We can now run Monte Carlo simulations to compare betting systems where the betting odds remain static and where they are adjusted periodically to reflect the betting trends in the market. In each case I will place 1000 bets on each fixture, but for the 'dynamic' betting odds case I will review the distribution of bets and readjust the odds after each set of 200 bets.

In [177]:
# run 1st simulation, print the average profit margin
cumsum_profits5, bets_df5, final_margin5 = betting_sim_basic(sim_fixtures, mymodel, mymodel2, 
                                    balanced_bets=False, margin=0.05, stake=10, bets_per_game=1000, show_prog=True)
print(final_margin5)

# run 2nd simulation, print the average profit margin
cumsum_profits6, bets_df6, profit_df6, final_margin6 = betting_sim_final(sim_fixtures, mymodel, mymodel2, 
                                    margin=0.05, stake=10, num_periods=5, bets_per_period=200, show_prog=True)
print(final_margin6)

# set figure size parameters
plt.rcParams["figure.figsize"] = (9,5.75)

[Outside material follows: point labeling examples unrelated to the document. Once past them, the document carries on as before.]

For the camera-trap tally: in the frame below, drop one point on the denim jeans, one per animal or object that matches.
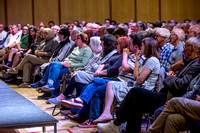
(91, 88)
(54, 72)
(94, 107)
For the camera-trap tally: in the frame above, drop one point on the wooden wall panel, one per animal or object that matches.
(46, 10)
(97, 10)
(72, 10)
(2, 11)
(147, 10)
(123, 10)
(19, 11)
(180, 9)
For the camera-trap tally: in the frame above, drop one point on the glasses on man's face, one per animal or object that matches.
(157, 35)
(190, 32)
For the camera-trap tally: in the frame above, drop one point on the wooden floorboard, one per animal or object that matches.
(64, 125)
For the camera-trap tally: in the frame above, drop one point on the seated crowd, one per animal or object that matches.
(143, 67)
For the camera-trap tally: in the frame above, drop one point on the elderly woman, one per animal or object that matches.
(165, 49)
(78, 58)
(177, 40)
(42, 54)
(139, 100)
(146, 77)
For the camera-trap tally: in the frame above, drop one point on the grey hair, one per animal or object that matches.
(95, 44)
(164, 33)
(180, 33)
(78, 30)
(195, 42)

# plot cumulative profits for each simulation
plt.plot(cumsum_profits5, label='Intelligent Market - Static Betting Odds')
plt.plot(cumsum_profits6, label='Intelligent Market - Dynamic Betting Odds')
a=plt.legend()
plt.xlabel('Gameweek'); plt.ylabel('Profit (in millions)'); plt.title('Profitability of Betting Systems');

plt.figure()
profit_df6.plot()
plt.xlabel('Gameweek'); plt.ylabel('Profit (in millions)'); plt.title('Profitability of Betting Systems');

# restore default figure size parameters
plt.rcParams["figure.figsize"] = plt.rcParamsDefault["figure.figsize"]
Starting Time = 19:08:42 

|________._________.___2|5___._________.________5|0________._________.___7|5___._________._________| % ( 7600 fixtures )
||||||||||||||||||||||||||||||||||||||||||||||||||||||||||||||||||||||||||||||||||||||||||||||||||||
Finishing Time = 19:09:02 
Elapsed Time = 0:00:20.817443
0.011014697893293356
Starting Time = 19:09:03 

|________._________.___2|5___._________.________5|0________._________.___7|5___._________._________| % ( 7600 fixtures )
||||||||||||||||||||||||||||||||||||||||||||||||||||||||||||||||||||||||||||||||||||||||||||||||||||
Finishing Time = 19:10:13 
Elapsed Time = 0:01:09.895720
0.03949568802998525
<Figure size 648x414 with 0 Axes>

The plot below shows curves for the cumulative profit made during each of the five individual 200 bet periods for the model with 'dynamic' betting odds. Clearly, the system is not very profitable at all during the first 200 bet period (Profit0) where the initial betting odds are used. However, as the odds are adjusted based on the betting trends of the market, we can see that the profitability of the system improves significantly.

In [178]:
# set figure size parameters
plt.rcParams["figure.figsize"] = (9,5.75)
profit_df6.iloc[:,:-1].plot()
plt.xlabel('Gameweek'); plt.ylabel('Profit (in millions)'); plt.title('Profitability of Betting Systems');

# restore default figure size parameters
plt.rcParams["figure.figsize"] = plt.rcParamsDefault["figure.figsize"]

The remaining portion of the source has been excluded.